3月19日、ギャバード米国家情報長官は、下院情報特別委員会の公聴会に出席した。ギャバード氏は、イランのモジタバ師がイスラエルによる空爆で重傷を負ったと明らかにし、現在実権を握っているかどうかは不明だと述べた。また、アメリカはイランの濃縮ウランの所在を把握しているとも説明した。

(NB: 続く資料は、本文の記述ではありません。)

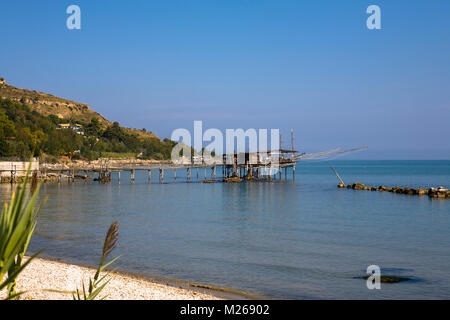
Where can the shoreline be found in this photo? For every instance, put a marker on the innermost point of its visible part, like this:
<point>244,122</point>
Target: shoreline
<point>50,279</point>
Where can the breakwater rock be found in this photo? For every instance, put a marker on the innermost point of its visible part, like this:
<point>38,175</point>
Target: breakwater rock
<point>438,193</point>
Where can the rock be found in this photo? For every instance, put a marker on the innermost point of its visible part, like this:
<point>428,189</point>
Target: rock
<point>390,279</point>
<point>421,191</point>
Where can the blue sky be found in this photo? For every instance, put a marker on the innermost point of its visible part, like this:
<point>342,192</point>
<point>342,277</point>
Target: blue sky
<point>308,65</point>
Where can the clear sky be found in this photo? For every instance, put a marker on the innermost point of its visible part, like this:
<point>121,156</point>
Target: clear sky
<point>308,65</point>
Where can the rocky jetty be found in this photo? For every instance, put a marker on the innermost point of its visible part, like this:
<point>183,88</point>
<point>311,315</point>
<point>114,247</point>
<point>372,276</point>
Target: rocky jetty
<point>438,193</point>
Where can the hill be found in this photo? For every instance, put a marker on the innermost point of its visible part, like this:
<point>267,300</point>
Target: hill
<point>42,124</point>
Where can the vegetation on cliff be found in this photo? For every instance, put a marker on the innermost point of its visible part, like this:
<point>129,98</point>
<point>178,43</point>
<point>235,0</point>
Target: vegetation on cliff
<point>25,132</point>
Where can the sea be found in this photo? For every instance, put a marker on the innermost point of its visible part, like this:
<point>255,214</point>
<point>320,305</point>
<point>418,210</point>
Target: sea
<point>300,238</point>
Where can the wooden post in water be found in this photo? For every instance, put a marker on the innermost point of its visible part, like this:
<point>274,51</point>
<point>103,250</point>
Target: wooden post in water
<point>337,174</point>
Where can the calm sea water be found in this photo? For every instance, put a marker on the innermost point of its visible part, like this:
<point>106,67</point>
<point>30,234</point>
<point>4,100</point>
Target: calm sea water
<point>302,239</point>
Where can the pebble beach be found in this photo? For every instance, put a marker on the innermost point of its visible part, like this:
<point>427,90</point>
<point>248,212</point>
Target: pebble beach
<point>51,280</point>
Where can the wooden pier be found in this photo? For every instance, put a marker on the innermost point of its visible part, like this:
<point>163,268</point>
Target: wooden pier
<point>237,167</point>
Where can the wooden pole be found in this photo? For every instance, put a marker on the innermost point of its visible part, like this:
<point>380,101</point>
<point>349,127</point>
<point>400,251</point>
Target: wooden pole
<point>337,174</point>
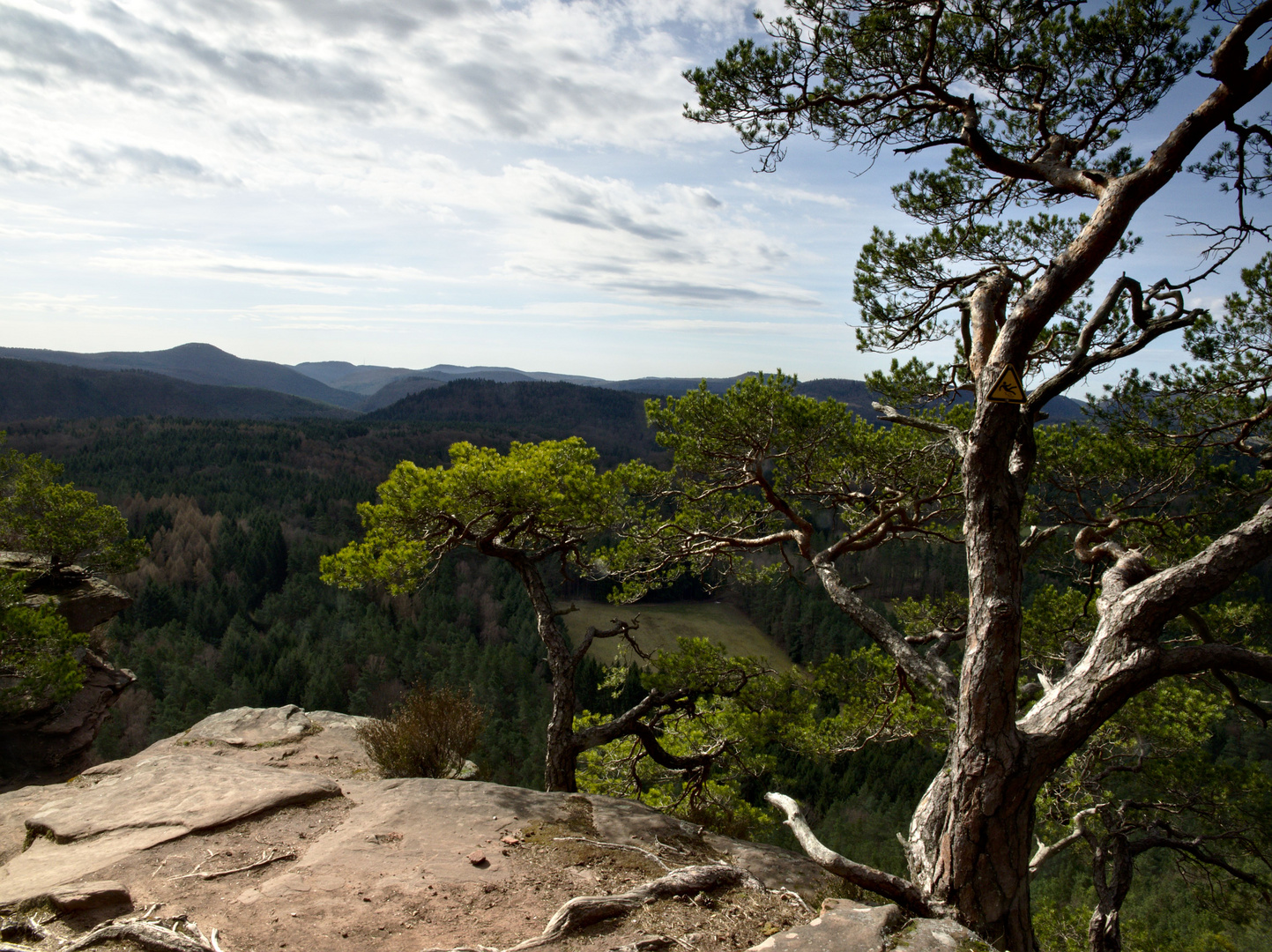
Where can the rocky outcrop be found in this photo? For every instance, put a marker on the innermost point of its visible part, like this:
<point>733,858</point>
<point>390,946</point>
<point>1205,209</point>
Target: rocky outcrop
<point>56,737</point>
<point>272,826</point>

公聴会では、ジェイソン・クロウ下院議員が、イランの新たな指導部とその意図について質問した。ギャバード氏は、モジタバ師について「その地位や関与の度合いは依然として不明だ」と述べた。
イランの最高指導者を選出する機関「専門家会議」は3月8日、モジタバ師を次期最高指導者に選出したと発表したが、同氏はこれまで公の場に姿を見せていない。
ギャバード氏は「彼はイスラエルによる空爆で重傷を負った。そのため、イラン指導部の意思決定の状況は不透明だ」と説明した。
さらに、米側によるイラン指導部の実態の把握は、開戦前よりも不透明になっているとの見方を示した。
先週、ヘグセス米戦争(国防)長官は「誰が実権を握っているのか、イラン側自身も把握していない可能性がある」と述べた。
また、トランプ大統領も、ハメネイ師の死後、イランの指導体制が不透明な状態にあると発言している。
ギャバード氏は証言で、情報機関の評価として、モジタバ氏は強硬姿勢が際立っており、イラン指導部の一部からも「過激すぎる」と見られていると指摘した。また、同氏が最近全国に広がった抗議活動において、デモ参加者の殺害命令に関与した可能性があるという。
さらに、モジタバ師が、2003年に父が出した核兵器開発を禁じる宗教命令(ファトワ)を維持するのか、あるいは撤回するのかについては、「現時点では不明だ」と述べた。
このほか、スティーブ・コーエン米民主党下院議員の質問に対し、ギャバード氏は、情報機関はイランの濃縮ウランの所在について「極めて高い確信を持っている」と説明した。ただし詳細については非公開の場で議論すべき内容だとし、公聴会の公開部分終了後、非公開の場で説明する予定だとした。